Sta-209 (Spring 2025) Homework #5

Directions:

Submit your assignment via P-web.
Submit only a compiled R Markdown document (pdf, word, or html output are all okay, but you may need to “zip” an html file)
- If you want to compile to a pdf you can install the tinytext package by running install.packages('tinytex') followed by tinytex::install_tinytex()
Only submit your .Rmd file if you are unable to compile it due to errors (in the future you will be penalized for this)

Question #1

Michael Jordan is a retired professional basketball player who is recognized by many as the greatest player of all time. Since Jordan has been retired for more than two decades, it makes sense to consider each game he played in as a case within the population that constitutes his career. Given below are two independently drawn random samples of games played by Michael Jordan. One sample consists of \(n=25\) games, and the other consists of \(n=200\) games.

## Sample of 25 games
mj25 = read.csv("https://remiller1450.github.io/data/mj25.csv")

## Sample of 200 games
mj200 = read.csv("https://remiller1450.github.io/data/mj200.csv")

Part A: Let the random variable \(X\) denote the points Michael Jordan scores in a randomly chosen game. Is this a discrete or continuous random variable? Briefly explain.
Part B: Let the random variable \(Y\) denote the average number of points Michael Jordan scores in a random sample of \(n=25\) games. Is this a discrete or continuous random variable? Briefly explain.
Part C: Create a histogram showing the distribution the variable pts using the mj25 data set (the one with 25 games). Do you believe that this data set provides enough information for you to reliably approximate the underlying probability distribution of \(X\) with a continuous function (ie: Normal curve, uniform distribution, etc.)? Briefly explain.
Part D: Now create a histogram showing the distribution the variable pts using the mj200 data set (the one with 200 games). Do you believe that this data set provides enough information for you to reliably approximate the underlying probability distribution of \(X\) with a continuous function? Briefly explain.
Part E: In responding to Parts C and D, you may have considered how many times you were able to observe \(X\). Keeping this in mind, how many times have been able to observe \(Y\) considering only the mj25 data set?
Part F: Do you expect the probability distribution of \(Y\) to exhibit more variability or less variability than the probability distribution of \(X\)? Briefly explain.
Part G: Consider the sample mean of pts in the mj25 data set, and the sample mean in the mj200 data set. Without performing any calculations, which of these sample means would you expect to be closer to the population mean, which is Michael Jordan’s points per game for his entire career?
Part H: Michael Jordan’s career average points per game was 30.1. Calculate the sample mean of the variable pts in both the mj25 and mj200 samples.
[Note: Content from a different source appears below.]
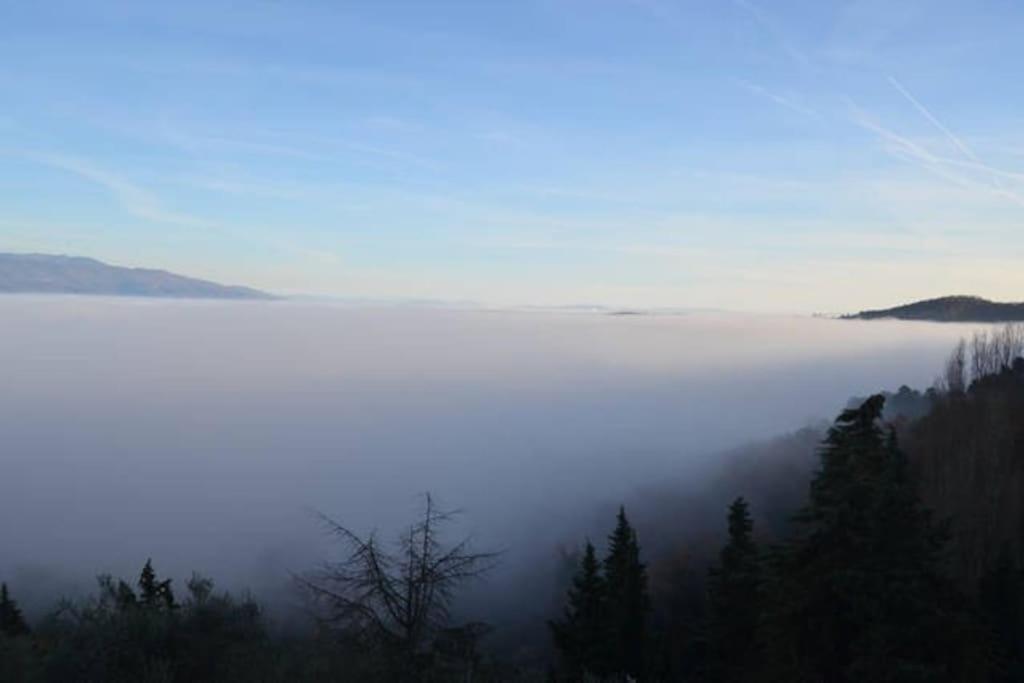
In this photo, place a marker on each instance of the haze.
(202, 434)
Which of these samples produces an estimate closer to the truth?
Part I: Do your findings in Part H suggest there may be sampling bias in how games were selected for the mj25 and mj200 samples? Briefly explain.

\(~\)

Question #2

In this question you’ll continue using the two samples of Michael Jordan’s regular season games described in Question 1; however, this question will focus on probability models.
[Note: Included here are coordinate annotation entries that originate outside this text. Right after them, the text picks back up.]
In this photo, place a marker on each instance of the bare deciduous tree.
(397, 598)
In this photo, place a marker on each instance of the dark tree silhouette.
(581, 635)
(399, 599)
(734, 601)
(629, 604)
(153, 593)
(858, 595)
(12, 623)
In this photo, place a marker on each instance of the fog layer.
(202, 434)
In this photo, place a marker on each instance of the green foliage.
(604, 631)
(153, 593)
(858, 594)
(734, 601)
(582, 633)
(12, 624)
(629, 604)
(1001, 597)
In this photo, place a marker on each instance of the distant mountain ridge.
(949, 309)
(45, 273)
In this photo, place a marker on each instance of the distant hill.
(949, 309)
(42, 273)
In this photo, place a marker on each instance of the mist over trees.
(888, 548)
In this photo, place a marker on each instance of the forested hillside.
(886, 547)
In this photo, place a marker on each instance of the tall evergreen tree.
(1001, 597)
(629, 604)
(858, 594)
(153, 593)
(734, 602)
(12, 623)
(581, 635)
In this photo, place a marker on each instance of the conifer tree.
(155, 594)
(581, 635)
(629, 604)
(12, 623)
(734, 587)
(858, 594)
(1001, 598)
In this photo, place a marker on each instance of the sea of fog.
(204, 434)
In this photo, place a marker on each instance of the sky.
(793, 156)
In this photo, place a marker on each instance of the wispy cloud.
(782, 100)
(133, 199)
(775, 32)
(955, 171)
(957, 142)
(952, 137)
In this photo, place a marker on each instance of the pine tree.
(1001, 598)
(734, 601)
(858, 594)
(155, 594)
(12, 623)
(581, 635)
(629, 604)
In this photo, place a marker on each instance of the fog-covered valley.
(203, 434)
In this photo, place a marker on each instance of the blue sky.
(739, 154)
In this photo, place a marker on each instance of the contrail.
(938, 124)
Part A: Calculate the proportion of games in the mj200 sample where Michael Jordan scored more than 30 points. Hint: You might find the examples in Lab 6 to be helpful in using the summarize() function to obtain this proportion.
Part B: Consider a Normal probability model for the number of points Michael Jordan scores in a game. Use the data in mj200 to find appropriate parameters for this model.
Part C: Using your probability model from Part B, find the probability that Michael Jordan scores more than 30 points in a game.
Part D: How does your answer in Part C relate to the proportion you found in Part A? Briefly explain.
Part E: Construct a different probability model using the Normal distribution and parameters estimated from the mj25 sample (the one with only \(n=25\) games). Using this model, find the probability that Michael Jordan scores more than 30 points in a game.
Part F: Michael Jordan scored 30+ points in 562 of his 1,072 career regular season games. Did the probability model from Part B or from Part E come closer to accurately estimating this probability? Is that consistent with what you had expected? Briefly explain.

\(~\)

Question #3

For each of the following scenarios indicate whether the data being described is most reasonably described as a population or a sample. If it is a sample, indicate whether it a biased sample or a representative sample. You should provide a 1-2 sentence justification for each of your answers.

Part A: To estimate the size of trout in a lake, an angler records the weights of the 12 trout he caught over a weekend.
Part B: A subscription-based music streaming app tracks the listening history of all of its users.
Part C: Using random digit dialing to contact over 14,000 US adults, Gallup finds that 46% of Americans politically identify as Republican or Republican leaning.
Part D: A poll posted on X asks users: “Do you like or dislike the idea of wearing a consistent uniform to work every day, similar to what Steve Jobs did?”
Part E: A college’s institutional research team uses a random number generator to select 50 course syllabi to use in a study.